Capisco istantaneamente che per lei la mia relazione con Brenda, è stata un supplizio.
Giusto, ora, il suo disprezzo per me.
Mi alzo alle prime luci del giorno, attraverso il verde delicato del giardino.
Senza esitare metto in moto la Vespa, e mi allontano.
C‘è stato un combattimento che non mi aspettavo, sono distrutto.
Sono tanti anni che mi conosco, sopravviverò. Che vita era? Giorno e notte sopra un’autostrada.
Sono preoccupato, riuscirò a trovare un nuovo lavoro? Sono fuggito come un ladro.
Riconosco l’auto che quasi mi tampona, è la vecchia Wolksvagen di Gilda.
Mi fa segno di fermarmi nella prima piazzola. Ha il solito tailleur, e il trucco spalmato sul volto.
- Sono stata nella tua camera, - hai lasciato tutto lì, - ma sei scemo?
- Mi sono sentito disprezzato.
- Disprezzato da chi? Quelle quattro teste di cavolo? Quelli ce l’hanno con me , tu che c’entri?
Non ha rabbia, la rabbia sta solo sul mio versante, il suo è dolore puro.
Gilda è proprio una bella persona, e lo scopro solo adesso.

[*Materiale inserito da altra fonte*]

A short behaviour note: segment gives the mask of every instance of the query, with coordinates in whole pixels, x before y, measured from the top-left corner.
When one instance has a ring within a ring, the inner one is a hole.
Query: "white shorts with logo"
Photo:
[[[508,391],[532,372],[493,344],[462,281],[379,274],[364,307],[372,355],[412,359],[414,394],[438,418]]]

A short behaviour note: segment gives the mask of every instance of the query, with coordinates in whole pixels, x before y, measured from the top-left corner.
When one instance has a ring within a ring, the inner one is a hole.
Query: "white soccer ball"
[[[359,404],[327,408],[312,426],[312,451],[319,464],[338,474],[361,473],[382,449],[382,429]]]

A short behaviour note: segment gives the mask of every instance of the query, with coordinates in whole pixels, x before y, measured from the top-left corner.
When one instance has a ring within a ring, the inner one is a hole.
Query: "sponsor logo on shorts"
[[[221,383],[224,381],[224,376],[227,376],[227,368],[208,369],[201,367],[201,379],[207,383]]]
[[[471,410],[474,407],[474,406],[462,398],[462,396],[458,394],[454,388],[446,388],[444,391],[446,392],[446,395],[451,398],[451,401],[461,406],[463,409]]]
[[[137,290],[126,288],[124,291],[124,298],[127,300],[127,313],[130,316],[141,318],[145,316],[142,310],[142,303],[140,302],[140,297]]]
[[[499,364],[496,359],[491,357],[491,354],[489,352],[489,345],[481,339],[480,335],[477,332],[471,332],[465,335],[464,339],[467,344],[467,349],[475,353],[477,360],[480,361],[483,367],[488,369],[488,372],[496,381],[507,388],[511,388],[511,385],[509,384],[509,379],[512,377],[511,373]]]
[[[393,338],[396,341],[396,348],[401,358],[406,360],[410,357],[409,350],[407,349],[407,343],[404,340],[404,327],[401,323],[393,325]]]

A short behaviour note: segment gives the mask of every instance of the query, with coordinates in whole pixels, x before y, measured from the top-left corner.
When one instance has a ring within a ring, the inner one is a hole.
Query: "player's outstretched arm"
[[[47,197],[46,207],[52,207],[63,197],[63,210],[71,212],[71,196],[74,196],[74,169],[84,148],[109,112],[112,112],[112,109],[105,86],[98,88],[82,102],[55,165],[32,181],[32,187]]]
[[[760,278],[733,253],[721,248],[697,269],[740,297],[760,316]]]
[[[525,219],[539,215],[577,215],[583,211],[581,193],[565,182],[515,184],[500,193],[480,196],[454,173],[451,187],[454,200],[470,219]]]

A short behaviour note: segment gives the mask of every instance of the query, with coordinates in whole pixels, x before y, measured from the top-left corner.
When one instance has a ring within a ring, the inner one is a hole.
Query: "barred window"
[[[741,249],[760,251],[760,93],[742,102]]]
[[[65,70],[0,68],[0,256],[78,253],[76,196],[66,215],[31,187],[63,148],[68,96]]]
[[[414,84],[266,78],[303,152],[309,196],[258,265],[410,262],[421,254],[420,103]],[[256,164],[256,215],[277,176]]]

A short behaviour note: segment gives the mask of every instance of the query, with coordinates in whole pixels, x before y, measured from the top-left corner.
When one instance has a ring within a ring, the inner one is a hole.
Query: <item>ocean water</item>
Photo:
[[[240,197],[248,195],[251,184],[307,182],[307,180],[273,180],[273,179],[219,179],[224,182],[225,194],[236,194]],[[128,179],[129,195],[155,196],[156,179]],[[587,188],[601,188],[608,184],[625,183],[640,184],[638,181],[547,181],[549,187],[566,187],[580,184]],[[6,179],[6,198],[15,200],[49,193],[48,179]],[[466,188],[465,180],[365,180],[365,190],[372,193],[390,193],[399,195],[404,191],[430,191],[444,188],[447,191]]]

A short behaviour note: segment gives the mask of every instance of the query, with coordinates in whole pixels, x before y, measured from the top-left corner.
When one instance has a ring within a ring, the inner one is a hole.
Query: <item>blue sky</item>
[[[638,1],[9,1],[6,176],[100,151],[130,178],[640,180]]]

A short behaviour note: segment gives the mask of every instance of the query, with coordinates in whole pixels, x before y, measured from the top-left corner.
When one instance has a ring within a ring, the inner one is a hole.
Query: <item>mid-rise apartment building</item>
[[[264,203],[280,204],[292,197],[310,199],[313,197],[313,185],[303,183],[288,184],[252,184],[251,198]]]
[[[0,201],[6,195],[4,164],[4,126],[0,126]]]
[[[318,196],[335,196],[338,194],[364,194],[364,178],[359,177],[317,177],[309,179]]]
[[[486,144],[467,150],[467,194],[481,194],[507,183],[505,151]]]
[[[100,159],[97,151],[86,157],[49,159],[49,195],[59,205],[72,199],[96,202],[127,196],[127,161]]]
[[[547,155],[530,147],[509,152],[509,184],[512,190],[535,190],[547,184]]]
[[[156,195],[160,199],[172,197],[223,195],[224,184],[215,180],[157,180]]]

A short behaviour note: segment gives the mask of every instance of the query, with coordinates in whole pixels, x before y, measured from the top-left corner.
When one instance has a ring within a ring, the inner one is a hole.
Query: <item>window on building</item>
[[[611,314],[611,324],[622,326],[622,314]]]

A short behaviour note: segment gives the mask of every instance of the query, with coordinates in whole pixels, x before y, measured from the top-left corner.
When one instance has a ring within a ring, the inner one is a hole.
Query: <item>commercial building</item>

- Dai torna indietro, strapperò le tue dimissioni, sistemeremo tutto.
- No Gilda, non torno indietro. Gli abiti verrò a prenderli tra qualche giorno, i miei dipinti puoi tenerli tu,
sei la donna migliore di quel posto.
- Che me ne faccio di essere la migliore? - Che me ne faccio?
L a stringo a me, la sindone del suo volto resta appiccicata sul mio.
- Chiamami, devi avere la liquidazione, e tutto il resto.
Il pianto ha riempito i solchi profondi del suo viso, non so come, ma cercherò di ricompensare
questo affetto che non mi aspettavo così forte, che somiglia più a quello di una parente stretta,
a quello di una madre.
Mentre un volo di cornacchie sega l’orizzonte, e il risucchio di un Tir quasi mi sdraia, la mia Vespa riparte.
Torno nella mia città, dove dovrebbe stare Teresa, ora dobbiamo vedercela tra di noi, sono passati almeno
tre anni senza alcun tipo di comunicazione. Finita una sofferenza ne trovo subito un’ altra.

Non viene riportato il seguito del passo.